Prologue
Bar Harbor, 1913
The cliffs call to me. High and fierce and dangerously beautiful, they stand and beckon as seductively as a lover. In the morning, the air was as soft as the clouds that rode the sky to the west. Gulls wheeled and called, a lonely sound, like the distant ring of a buoy that carried up on the wind. It brought an image of a church bell tolling a birth. Or a death.
Like a mirage, other islands glinted and winked through the faint mist the sun had yet to burn from the water. Fishermen piloted their sturdy boats from the bay and out to the rolling sea.
Even knowing he would not be there, I couldn 't stay away.
I took the children. It can't be wrong to want to share with them some of the happiness that I always feel when I walk in the wild grass that leads to the tumbled rocks. I held Ethan's hand on one side, and Colleen's on the other. Nanny gripped little Sean's as he toddled through the grass after a yellow butterfly that fluttered just beyond his questing fingers.

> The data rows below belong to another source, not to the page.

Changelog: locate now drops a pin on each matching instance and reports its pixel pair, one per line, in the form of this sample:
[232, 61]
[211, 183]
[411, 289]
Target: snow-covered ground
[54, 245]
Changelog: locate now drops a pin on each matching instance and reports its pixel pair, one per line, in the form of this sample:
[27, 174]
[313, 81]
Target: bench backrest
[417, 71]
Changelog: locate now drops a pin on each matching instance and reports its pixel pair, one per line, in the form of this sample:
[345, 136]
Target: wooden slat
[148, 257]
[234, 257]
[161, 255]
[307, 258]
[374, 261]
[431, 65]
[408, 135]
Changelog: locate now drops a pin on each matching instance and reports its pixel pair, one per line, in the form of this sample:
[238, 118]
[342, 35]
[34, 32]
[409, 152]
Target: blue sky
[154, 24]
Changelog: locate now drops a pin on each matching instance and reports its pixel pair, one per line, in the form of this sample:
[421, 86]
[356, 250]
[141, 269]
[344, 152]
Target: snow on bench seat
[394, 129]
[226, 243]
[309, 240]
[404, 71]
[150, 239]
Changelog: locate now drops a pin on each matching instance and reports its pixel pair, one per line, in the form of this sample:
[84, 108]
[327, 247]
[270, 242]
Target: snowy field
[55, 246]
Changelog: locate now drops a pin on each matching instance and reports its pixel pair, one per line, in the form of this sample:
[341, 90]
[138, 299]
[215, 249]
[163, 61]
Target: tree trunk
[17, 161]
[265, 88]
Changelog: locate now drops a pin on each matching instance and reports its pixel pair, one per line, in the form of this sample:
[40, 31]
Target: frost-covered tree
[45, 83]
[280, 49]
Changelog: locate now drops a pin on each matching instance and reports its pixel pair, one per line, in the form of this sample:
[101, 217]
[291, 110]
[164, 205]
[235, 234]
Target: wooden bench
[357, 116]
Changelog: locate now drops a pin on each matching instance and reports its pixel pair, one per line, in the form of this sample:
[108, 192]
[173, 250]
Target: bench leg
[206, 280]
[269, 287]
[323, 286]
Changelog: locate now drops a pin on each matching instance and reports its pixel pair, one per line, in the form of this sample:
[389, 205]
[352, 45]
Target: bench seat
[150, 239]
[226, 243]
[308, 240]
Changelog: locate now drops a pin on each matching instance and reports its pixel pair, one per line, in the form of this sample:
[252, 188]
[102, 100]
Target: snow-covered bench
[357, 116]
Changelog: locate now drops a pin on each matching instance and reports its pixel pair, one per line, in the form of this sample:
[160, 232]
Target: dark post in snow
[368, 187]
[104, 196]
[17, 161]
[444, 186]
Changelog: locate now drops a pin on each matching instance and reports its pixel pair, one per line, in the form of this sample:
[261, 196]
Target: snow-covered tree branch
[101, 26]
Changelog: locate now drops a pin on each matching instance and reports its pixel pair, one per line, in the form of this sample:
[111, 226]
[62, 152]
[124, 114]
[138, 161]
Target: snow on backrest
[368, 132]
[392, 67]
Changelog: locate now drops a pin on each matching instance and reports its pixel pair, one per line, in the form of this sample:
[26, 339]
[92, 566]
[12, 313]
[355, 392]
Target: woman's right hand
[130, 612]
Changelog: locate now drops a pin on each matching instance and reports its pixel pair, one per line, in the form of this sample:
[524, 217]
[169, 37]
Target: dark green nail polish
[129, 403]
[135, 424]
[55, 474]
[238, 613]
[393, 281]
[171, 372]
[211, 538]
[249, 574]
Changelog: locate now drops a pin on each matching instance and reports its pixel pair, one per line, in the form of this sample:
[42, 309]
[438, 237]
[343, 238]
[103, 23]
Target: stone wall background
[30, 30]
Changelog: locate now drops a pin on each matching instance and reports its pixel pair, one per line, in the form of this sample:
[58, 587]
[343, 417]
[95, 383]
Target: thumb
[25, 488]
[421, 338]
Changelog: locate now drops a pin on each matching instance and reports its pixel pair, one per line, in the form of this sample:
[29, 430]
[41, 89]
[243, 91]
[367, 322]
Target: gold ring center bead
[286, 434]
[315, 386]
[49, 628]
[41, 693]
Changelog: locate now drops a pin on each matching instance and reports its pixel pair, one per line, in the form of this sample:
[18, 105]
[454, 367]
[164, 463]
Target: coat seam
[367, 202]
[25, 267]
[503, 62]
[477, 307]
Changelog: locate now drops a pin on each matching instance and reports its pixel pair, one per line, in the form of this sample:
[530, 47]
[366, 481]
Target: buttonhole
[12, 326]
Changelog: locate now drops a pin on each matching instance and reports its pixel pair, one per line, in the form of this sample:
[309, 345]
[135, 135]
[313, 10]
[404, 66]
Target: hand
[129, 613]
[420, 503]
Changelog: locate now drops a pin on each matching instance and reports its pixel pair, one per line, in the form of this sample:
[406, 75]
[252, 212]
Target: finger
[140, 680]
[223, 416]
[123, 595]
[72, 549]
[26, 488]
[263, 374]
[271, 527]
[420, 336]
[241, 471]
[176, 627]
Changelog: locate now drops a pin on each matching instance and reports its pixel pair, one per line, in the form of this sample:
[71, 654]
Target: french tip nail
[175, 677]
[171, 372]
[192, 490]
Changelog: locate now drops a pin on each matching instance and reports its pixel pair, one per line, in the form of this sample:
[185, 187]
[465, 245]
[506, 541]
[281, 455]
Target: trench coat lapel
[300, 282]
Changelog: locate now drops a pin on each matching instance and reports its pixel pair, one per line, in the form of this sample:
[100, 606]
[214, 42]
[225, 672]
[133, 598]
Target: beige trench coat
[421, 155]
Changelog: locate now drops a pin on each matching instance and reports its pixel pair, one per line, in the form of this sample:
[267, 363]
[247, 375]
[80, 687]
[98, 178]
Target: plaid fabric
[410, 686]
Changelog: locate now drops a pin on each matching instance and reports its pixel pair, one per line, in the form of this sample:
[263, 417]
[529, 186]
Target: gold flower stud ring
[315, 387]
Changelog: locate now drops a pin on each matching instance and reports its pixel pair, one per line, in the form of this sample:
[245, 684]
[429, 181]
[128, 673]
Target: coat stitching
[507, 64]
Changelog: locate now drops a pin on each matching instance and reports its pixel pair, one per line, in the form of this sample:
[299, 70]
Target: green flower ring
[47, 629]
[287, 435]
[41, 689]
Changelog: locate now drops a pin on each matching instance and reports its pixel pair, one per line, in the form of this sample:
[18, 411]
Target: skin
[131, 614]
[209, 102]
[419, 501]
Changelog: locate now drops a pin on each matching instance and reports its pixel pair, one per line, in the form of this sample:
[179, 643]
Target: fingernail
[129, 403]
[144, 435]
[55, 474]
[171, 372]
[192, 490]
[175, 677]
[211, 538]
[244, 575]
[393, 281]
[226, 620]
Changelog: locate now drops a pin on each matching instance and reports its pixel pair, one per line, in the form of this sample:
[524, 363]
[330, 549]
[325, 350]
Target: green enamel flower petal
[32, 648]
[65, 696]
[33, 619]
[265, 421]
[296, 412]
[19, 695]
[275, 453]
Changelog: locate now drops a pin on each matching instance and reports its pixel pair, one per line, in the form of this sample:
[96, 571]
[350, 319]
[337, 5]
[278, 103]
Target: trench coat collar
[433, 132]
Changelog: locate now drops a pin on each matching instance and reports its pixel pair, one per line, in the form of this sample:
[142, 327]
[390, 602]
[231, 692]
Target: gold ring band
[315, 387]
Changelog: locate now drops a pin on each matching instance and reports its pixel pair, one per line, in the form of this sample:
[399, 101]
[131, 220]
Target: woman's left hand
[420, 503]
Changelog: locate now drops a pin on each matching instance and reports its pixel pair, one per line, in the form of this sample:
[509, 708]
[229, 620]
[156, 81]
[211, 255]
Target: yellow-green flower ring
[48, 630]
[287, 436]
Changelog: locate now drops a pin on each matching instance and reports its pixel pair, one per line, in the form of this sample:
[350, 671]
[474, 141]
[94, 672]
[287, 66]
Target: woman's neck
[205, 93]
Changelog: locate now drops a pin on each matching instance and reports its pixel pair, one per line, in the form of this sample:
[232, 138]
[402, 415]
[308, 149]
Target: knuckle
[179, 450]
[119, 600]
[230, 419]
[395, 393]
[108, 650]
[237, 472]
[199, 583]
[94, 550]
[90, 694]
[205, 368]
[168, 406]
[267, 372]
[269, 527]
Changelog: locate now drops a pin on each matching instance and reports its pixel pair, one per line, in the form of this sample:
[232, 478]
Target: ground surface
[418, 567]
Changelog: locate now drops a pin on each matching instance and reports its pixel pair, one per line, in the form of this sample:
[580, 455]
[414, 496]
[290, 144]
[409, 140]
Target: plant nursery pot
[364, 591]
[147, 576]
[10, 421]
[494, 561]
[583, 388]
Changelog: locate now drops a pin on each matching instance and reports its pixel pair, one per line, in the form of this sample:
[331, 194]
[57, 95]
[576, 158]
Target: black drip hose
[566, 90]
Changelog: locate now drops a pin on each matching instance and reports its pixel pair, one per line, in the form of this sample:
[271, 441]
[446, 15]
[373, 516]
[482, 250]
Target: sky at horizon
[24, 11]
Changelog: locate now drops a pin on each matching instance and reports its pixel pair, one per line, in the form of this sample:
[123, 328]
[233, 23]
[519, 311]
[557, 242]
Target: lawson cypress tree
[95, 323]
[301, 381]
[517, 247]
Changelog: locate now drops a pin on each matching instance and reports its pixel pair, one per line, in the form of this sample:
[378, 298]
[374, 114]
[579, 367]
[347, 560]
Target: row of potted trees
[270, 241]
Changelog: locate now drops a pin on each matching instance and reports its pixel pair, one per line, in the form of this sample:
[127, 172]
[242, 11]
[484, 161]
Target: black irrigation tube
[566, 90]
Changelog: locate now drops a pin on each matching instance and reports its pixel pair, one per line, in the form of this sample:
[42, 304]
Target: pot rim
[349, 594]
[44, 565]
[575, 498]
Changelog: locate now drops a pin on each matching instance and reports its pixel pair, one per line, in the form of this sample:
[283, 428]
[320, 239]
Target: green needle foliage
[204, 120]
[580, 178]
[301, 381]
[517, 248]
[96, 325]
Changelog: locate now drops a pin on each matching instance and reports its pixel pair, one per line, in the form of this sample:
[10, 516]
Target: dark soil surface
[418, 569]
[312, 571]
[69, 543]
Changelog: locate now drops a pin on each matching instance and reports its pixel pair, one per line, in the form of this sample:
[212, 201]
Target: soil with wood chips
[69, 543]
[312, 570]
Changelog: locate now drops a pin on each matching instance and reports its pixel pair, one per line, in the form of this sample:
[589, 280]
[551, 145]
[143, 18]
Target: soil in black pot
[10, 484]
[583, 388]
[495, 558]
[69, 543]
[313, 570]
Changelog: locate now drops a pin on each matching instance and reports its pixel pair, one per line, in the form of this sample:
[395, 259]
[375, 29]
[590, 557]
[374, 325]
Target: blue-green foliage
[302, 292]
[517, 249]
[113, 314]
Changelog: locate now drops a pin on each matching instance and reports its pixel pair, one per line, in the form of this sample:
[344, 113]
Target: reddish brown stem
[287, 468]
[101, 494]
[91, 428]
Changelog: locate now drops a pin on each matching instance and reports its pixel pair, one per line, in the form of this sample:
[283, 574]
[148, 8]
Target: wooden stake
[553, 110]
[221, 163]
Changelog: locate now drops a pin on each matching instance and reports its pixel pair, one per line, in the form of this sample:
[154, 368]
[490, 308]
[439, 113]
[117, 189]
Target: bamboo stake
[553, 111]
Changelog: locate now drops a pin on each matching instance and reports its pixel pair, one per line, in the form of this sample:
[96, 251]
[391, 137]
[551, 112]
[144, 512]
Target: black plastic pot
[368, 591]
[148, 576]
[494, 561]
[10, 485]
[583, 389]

The sound of their laughter–the sweetest sound a mother can hear–lifted through the air. They have such bright and depthless curiosity, such unquestioning trust. As yet, they are untouched by the worries of the world, of uprisings in Mexico, of unrest in Europe. Their world does not include betrayals or guilt or passions that sting the heart. Their needs, so simple, are immediate and have nothing to do with tomorrow. If I could keep them so innocent, so safe and so free, I would. Yet I know that one day they will face all of those churning adult emotions and worries.
But today there were wildflowers to be picked, questions to be answered And for me, dreams to be dreamed.
There is no doubt that Nanny understands why I walk here. She knows me too well not to see into my heart. She loves me too well to criticize. No one would be more aware than she that there is no love in my marriage.